The idea was originated by the conservative Heritage Foundation in Washington. And if you’ve not heard of them before, they were the same folks who originated the individual mandate and the idea of exchanges and applying guaranteed issue and community rating to insurance purchased with universal tax credits. That whole system, which is similar to ObamaCare, started with the conservative Heritage Foundation. Originally, the liberals didn’t like it at all, and over time they’ve come basically to embrace it, whereas conservatives were split on it back in the early ‘90s during the HillaryCare debate, and over time they’ve come to oppose the individual mandate very strongly. So Heritage has backed off on that. They’ve also dropped the exchanges, which have become controversial. But they’ve retained the idea of the tax credits. And they’ve adopted this new idea of auto-enrollment. It’s sort of, as I say, a soft mandate.
So the Heritage plan, which is the model for ObamaCare, turns out to still be there, in a new guise. And that’s a problem, because if we go there, in the wake of the mandate falling, then I think you’ll see ObamaCare, in effect, resurrected. We shouldn’t do that.*
The problem with these kinds of approaches is they’re focused on the wrong goal. They’re focused on the goal of increasing coverage or “universal coverage.” Instead the goal should be costs — lower costs — and expanding individual freedom, helping patients to function more like consumers. Health care can be a functioning marketplace like any other, if you let it. And its problems, as I mentioned, are primarily caused by existing government policies — the tax code, red tape, federal regulations, trial lawyers, and a lot of problems that can be addressed by letting the system work as it would naturally.
And incidentally, the [tax credits plus auto-enrollment] idea is to replace the existing employer-based system with these tax credit vouchers. That would disrupt coverage for a lot of people. It would be very un-conservative, to the extent you didn’t let people keep what they were used to and like.
So [my advice is] focus on costs rather than coverage. Don’t disrupt the employer-based system. And leave individuals free to make their own choices with their doctors and loved ones.
That’s free-market, patient-centered health care reform. That’s what we need to be doing.
I think to address the tax-code problem what you need is that deductibility that I talked about, combined with all those other [Republican] reforms that I mentioned. And you would have, I think, a very robust health care reform program.

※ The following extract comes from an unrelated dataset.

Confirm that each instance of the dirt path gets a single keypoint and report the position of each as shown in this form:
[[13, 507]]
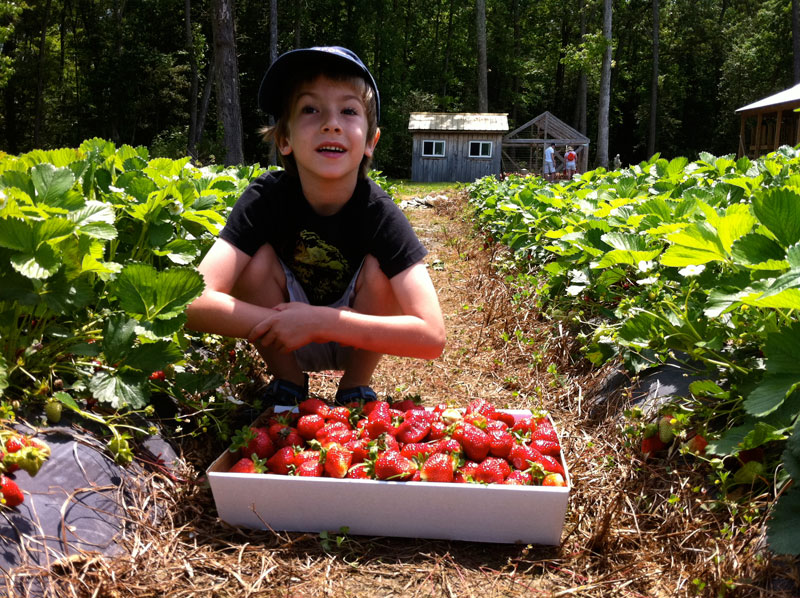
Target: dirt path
[[634, 528]]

And I would also say, on a last note, don’t put it all together in one big bill, and don’t force people to read it after you’ve passed it. Take your time. Do it piece by piece. Debate it. Deliberate on it. Think about it. And let the people know what you’re doing. And if you do that, then you’re going to end up with a great health care system, and you’re not going to have this nightmare of ObamaCare.
So that’s it. Auto-enrollment plus tax credits? Not such a great idea. But maybe we can stop that.
Remember, government goes to those who show up — so show up. And thanks for listening.
Dean Clancy is FreedomWorks’ Legislative Counsel and Vice President, Health Care Policy. He leads our efforts to replace the government takeover of health care with a patient-centered system.
*Update, April 27, 2012: Since this broadcast, I’ve been told by a person who’s close to the Heritage Foundation that the think tank has never in fact formally endorsed “tax credits + auto-enrollment.” I’m delighted to hear this, for the reasons I gave in my radio talk. But I’m still a little confused, since Heritage’s comprehensive Saving the American Dream budget plan specifically mentions both tax credits and auto-enrollment, and one of Heritage’s leading policy thinkers also seems to endorse the concept in a recent opinion piece in USA Today. Clarification would be helpful.